幕末異聞―弐―
「龍馬!みっともない声を上げんといて」


西郷が坂本よりやや遅れて光が漏れる角部屋を覗くと、中には凛とした居住まいの女性が一人、窓際に姿勢よく座っていた。

「あら、今日は一見さんも一緒なんやね」

女は西郷に気が付くと、切れ長だが大きな二重の目を細めて微笑んだ。

「あ…おいは」

「西郷さんじゃ!」

美しい女に見惚れていた西郷に変わり、膳の料理をつまみ食いしていた坂本が答える。

「あんたには聞いてへんわ!初めましておおきに。うちはお龍いいます。
すんまへんなぁ。この変人に無理矢理連れて来られたんでしょう?」

「あ…いや、そんな事は…」

細い眉を寄せ、何とも言えない儚い表情で自分を見るお龍に西郷は頬を桃色に染めた。

「そうじゃそうじゃ!へごな言いがかりはよせ!」

「あんたが言うと余計説得力あらへん」

ふんっと鼻を鳴らして明らかに坂本を馬鹿にしているお龍。どうやら彼女は相当勝ち気な女性のようだ。

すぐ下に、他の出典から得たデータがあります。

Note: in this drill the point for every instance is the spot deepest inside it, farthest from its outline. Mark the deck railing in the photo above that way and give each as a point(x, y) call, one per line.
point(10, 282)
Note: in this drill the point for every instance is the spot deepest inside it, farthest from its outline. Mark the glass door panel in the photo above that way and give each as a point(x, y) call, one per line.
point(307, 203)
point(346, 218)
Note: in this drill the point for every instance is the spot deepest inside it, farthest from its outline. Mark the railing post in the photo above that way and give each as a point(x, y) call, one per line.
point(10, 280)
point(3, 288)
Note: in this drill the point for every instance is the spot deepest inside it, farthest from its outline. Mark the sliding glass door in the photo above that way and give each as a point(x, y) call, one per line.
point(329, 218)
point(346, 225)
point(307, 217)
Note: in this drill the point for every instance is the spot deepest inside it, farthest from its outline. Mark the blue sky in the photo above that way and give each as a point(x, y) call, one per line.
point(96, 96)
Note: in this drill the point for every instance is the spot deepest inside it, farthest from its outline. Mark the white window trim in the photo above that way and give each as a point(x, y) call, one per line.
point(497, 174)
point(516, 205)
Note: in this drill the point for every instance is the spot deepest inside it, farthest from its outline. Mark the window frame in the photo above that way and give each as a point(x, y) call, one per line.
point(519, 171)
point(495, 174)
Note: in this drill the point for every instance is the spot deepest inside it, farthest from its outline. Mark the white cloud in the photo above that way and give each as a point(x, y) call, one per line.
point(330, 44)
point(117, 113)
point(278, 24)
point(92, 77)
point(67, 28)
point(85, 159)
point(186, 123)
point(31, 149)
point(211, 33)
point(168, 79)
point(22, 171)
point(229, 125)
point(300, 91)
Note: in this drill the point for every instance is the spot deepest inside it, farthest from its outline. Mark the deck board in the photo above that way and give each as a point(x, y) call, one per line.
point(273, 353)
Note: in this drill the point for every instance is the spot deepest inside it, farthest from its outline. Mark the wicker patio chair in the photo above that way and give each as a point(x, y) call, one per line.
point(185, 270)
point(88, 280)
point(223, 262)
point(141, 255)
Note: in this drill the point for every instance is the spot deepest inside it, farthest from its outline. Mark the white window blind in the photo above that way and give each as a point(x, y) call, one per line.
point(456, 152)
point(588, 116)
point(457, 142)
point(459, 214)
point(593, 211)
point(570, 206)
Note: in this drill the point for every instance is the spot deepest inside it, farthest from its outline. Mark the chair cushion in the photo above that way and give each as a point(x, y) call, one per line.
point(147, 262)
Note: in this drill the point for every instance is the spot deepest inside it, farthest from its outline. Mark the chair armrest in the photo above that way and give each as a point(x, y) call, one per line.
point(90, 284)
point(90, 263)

「まあええわ。西郷はん、今お酒持って来るさかい待っていてください」

お龍は着崩れした着物の裾を気にする様子もなく、静かに立ち上がると、暗い廊下に出て行った。



「へへ。ええ女じゃろう?」


お龍が階段を下りたのを確認してから、坂本は照れくさそうにへらへらと笑う。

「ええ。とても」





「守りたいんじゃ」


「…え?」


聞こえるか聞こえないかくらいのくぐもった声で坂本は呟いた。
その顔は窓の外に向けられていて西郷からは表情が読み取れない。障子を開けた窓からは、夏とは思えないほどの爽やかな風が吹き込んでいる。

――嘲笑っているのだろう。こんな醜い争いをいつまでも懲りずに続ける人間を…


「時々わからなくなります。国を、大切な人を守るためと武器を持ったはずなのに…何故こんなに拗れてしまったのでしょうか?」

西郷は耳元でサワサワと笑う風を追い払うように、自らの声で耳を塞いだ。

西郷からの問いに坂本は親指で顎を掻きながら、苦虫を噛み潰したような顔で少しの間思慮していた。